Strategy & Leadership: You also advise those attempting to formulate a blue ocean strategy to focus on the big picture, not the numbers. Can you explain what you mean and how it improves the development of blue ocean strategies in practice?

 

Kim and Mauborgne: Traditional numbers-driven strategic planning processes usually involve the preparation of large, complicated spreadsheet documents. A closer look reveals that most of these “strategic” plans don't contain a strategy at all but rather amount to a loose collection of tactics that individually make sense, but lack a compelling collective logic. Taken as a whole, they don't provide a unified, clear, distinctive direction that sets a company apart from its rivals – let alone makes the competition irrelevant.

 

We have developed an alternative approach to the existing strategic planning process that is based not on preparing a spreadsheet document but on drawing a strategy canvas. This approach consistently produces strategies that unlock the creativity of a wide range of people within an organization, open companies' eyes to blue oceans, and are easy to understand and communicate for effective execution.

 

 

 

 

Strategy & Leadership: How easy is it, in your experience, to wean experienced executives away from a strong focus on the numbers in the manner that you have described and how do you go about persuading them?

 

Kim and Mauborgne: We are not suggesting executives should not consider numbers. They should. Having the validation and security quantitative analysis provides is essential to executing a blue ocean strategy. But we do believe that the details will fall into place more easily if managers start with the big picture of how to break away from the competition, then move to the numbers behind their idea. The methods of visualizing strategy through the tools and frameworks outlined in Blue Ocean Strategy, we believe, will greatly improve managers' chances of creating blue oceans.

 

 

 

 

Strategy & Leadership: Two of the most counter-intuitive elements in the blue ocean approach to strategy development involve the approach to customers and segmentation. You advise strategists to focus more on non-customers and also less on finer and finer segmentation. Can you elaborate?

 

Kim and Mauborgne: The natural strategic orientation of many companies is toward retaining existing customers and seeking further segmentation opportunities. This often leads to finer segmentation and greater tailoring of offerings to better meet customer preferences. The more intense the competition is, the greater the resulting customization of offerings. Although this might be a good way to gain a focused competitive advantage and increase share of the existing market space, it is not likely to produce a blue ocean that expands the market and creates new demand.

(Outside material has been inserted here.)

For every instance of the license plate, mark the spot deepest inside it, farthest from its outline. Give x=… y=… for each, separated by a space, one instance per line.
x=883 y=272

To create and capture blue oceans, companies need to take a reverse course. Instead of concentrating on customers, they need to look to noncustomers. And instead of focusing on customer differences, they need to build on powerful commonalities in what buyers value. This allows companies to reach beyond existing demand to unlock a new mass of customers that did not exist before.

 

Although the universe of noncustomers typically offers substantial blue ocean opportunities, few companies have keen insight into who noncustomers are and how to unlock them. To convert this huge latent demand into real demand in the form of thriving new customers, companies need to deepen their understanding of the universe of noncustomers. The book identifies three tiers of noncustomers to further guide this process. Once identified, companies should look to the commonalities across noncustomers. If you focus on these, and not on the differences between them, you will glean insight into how to desegment buyers and unleash enormous latent untapped demand.